Weltweltmeister: Wir sind wieder mehr

Auch bei Corona weltweit ganz vorn: Strom- und Benzinweltmeister Deutschland.

Benzinpreisweltmeister, Exportweltmeister sowieso, globaler Strompreisträger, Gewinner bei der Moralolympiade und nun sogar schon zum zweiten Mal auch Pandemiesieger noch vor Südkorea, Putins Russen und Vietnam: Deutschland triumphiert derzeit an allen Fronten, wirkt aber zugleich überfordert. Trotz der zahlreichen Titel, die das Land in diesen Tagen einheimst, findet sich in der offiziellen Verkündigungssendung „Tagesschau“ bereits seit geraumer Zeit kein Hinweis mehr auf den Siegeszug, den die Menschen zweifellos der klugen und weitblickenden Politik gleich mehrerer Bundesregierungen zu verdanken haben.

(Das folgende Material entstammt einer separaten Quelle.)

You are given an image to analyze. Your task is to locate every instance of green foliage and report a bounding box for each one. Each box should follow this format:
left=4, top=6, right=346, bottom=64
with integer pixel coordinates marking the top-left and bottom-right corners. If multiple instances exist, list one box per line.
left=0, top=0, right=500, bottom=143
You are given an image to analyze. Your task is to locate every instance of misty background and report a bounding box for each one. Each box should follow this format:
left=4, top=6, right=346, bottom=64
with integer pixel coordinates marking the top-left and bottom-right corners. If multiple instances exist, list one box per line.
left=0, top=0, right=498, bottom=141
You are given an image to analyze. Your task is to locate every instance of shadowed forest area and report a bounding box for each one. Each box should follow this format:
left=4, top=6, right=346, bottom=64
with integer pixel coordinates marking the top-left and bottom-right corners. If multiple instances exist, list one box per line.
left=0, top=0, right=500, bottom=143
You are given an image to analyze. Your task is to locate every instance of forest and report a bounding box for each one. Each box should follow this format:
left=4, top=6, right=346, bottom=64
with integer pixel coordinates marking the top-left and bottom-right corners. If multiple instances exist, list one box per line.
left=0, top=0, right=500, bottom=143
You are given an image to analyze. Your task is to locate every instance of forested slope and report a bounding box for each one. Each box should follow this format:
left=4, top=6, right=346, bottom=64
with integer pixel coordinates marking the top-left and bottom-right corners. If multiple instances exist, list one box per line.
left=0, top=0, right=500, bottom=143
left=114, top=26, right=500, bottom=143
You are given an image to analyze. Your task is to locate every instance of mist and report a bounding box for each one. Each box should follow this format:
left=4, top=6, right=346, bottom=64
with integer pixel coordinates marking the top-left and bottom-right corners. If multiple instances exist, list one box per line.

Mit sicherer Hand steuerte schon die große Koalition Europas größte Volkswirtschaft durch die Fährnisse der Pandemie, zugleich wurden dabei die Fundamente für den zuletzt beschleunigt in Gang gekommenen Energieausstieg gelegt. Seit einigen Monaten läuft unter der Regie des ehemaligen Juniorpartners nun die nächste Phase, jetzt geht es um das reine Überleben, wenn auch unter Schmerzen, bei denen sicher dafür gesorgt wird, dass sie ein bestimmtes Maß an sozialer Kälte nicht überschreiten.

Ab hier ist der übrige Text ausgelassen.